25.      À l’occasion de l’audience qui s’est tenue le 5 novembre 2012, les demandeurs au principal, AIRE Centre, les gouvernements néerlandais, suédois et du Royaume-Uni, ainsi que la Commission, ont comparu et présenté oralement des observations.

V –    Arguments

26.      Le gouvernement belge considère, en premier lieu, que la question posée est dépourvue de pertinence pour la procédure au principal, dans la mesure où le Royaume-Uni a finalement accepté d’examiner les demandes d’asile. La question soulevée par la Court of Appeal n’aurait ainsi qu’un caractère académique et doctrinal.

27.      Sur le fond, les demandeurs au principal, AIRE Centre, le gouvernement grec et la Commission s’accordent sur le fait que l’article 6, second alinéa, du règlement no 343/2003 doit être interprété en ce sens que, dans les circonstances de l’affaire au principal, l’État membre responsable de l’examen de la demande d’asile est celui dans lequel la dernière demande d’asile a été présentée, c’est-à-dire celui dans lequel se trouve le mineur, dès lors, en tout cas, que cela corresponde à son intérêt.

28.      Cette interprétation repose, à des degrés divers selon les cas, sur plusieurs motifs, que l’on peut résumer comme suit.

29.      Premièrement, selon ces parties à la procédure, il résulte de la genèse et de l’économie du règlement no 343/2003 que le législateur a souhaité offrir aux mineurs un traitement différent de celui des adultes, le fait que le principe de l’intérêt du mineur ne soit mentionné qu’à l’article 6, premier alinéa, du règlement n’étant pas déterminant, puisque l’article 24, paragraphe 2, de la Charte oblige les États membres à respecter ce principe en toutes circonstances.

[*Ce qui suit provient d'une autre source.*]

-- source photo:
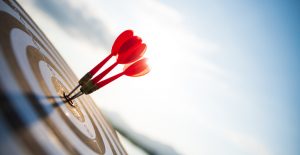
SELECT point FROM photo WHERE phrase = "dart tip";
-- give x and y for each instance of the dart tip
(67, 99)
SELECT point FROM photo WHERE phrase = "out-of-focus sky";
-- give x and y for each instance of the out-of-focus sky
(225, 74)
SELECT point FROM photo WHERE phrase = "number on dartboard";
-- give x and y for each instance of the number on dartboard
(33, 116)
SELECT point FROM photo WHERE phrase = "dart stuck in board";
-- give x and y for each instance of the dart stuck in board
(129, 50)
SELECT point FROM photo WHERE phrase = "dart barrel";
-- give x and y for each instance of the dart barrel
(34, 116)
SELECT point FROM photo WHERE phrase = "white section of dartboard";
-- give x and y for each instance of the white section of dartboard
(19, 48)
(110, 134)
(47, 78)
(85, 127)
(37, 128)
(4, 7)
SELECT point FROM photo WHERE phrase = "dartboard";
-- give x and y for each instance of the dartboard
(34, 117)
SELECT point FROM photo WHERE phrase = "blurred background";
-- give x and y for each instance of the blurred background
(225, 74)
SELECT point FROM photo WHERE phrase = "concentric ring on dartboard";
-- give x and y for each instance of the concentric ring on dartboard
(94, 144)
(19, 63)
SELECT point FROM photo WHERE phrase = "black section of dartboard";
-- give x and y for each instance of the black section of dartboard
(12, 116)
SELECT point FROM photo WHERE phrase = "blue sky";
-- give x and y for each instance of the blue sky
(224, 76)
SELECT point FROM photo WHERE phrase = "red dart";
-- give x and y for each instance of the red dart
(121, 39)
(132, 50)
(136, 69)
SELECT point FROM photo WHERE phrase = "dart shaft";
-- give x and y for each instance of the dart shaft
(73, 90)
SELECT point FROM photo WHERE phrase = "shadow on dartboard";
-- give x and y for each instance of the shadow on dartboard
(34, 118)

30.      Deuxièmement, ces parties soutiennent que l’objectif de l’accès effectif aux procédures et de la protection des mineurs doit primer sur celui de la prévention de la présentation de demandes multiples. Selon elles, cette conclusion est corroborée par le fait que les mineurs non accompagnés occupent la première place dans la hiérarchie des critères définis par les articles 6 à 13 du règlement.

31.      D’autre part, selon ces parties, l’interprétation de l’article 6, second alinéa, du règlement doit apporter un plus par rapport à la règle résiduelle de l’article 13, à défaut de quoi il s’agirait d’une disposition superflue.

32.      Enfin, ces parties soutiennent que tant le libellé de l’article 6, second alinéa, que l’économie même du règlement devraient appeler une interprétation en ce sens que l’expression «a introduit» doit être comprise dans le sens de «a introduit en dernier lieu» et non dans celui de «a introduit pour la première fois» et elles soulignent le fait que, lorsque le législateur a voulu faire référence à la première demande, il l’a indiqué de manière expresse, comme c’est le cas dans l’article 5, paragraphe 2, du règlement.

33.      Pour leur part, les gouvernements tchèque, hongrois, néerlandais, suédois, suisse et du Royaume-Uni, ainsi que, à titre subsidiaire, le gouvernement belge, estiment que l’État membre responsable est celui dans lequel la première demande d’asile a été présentée.

34.      Les raisons invoquées par ces États sont également diverses et peuvent être résumées comme suit.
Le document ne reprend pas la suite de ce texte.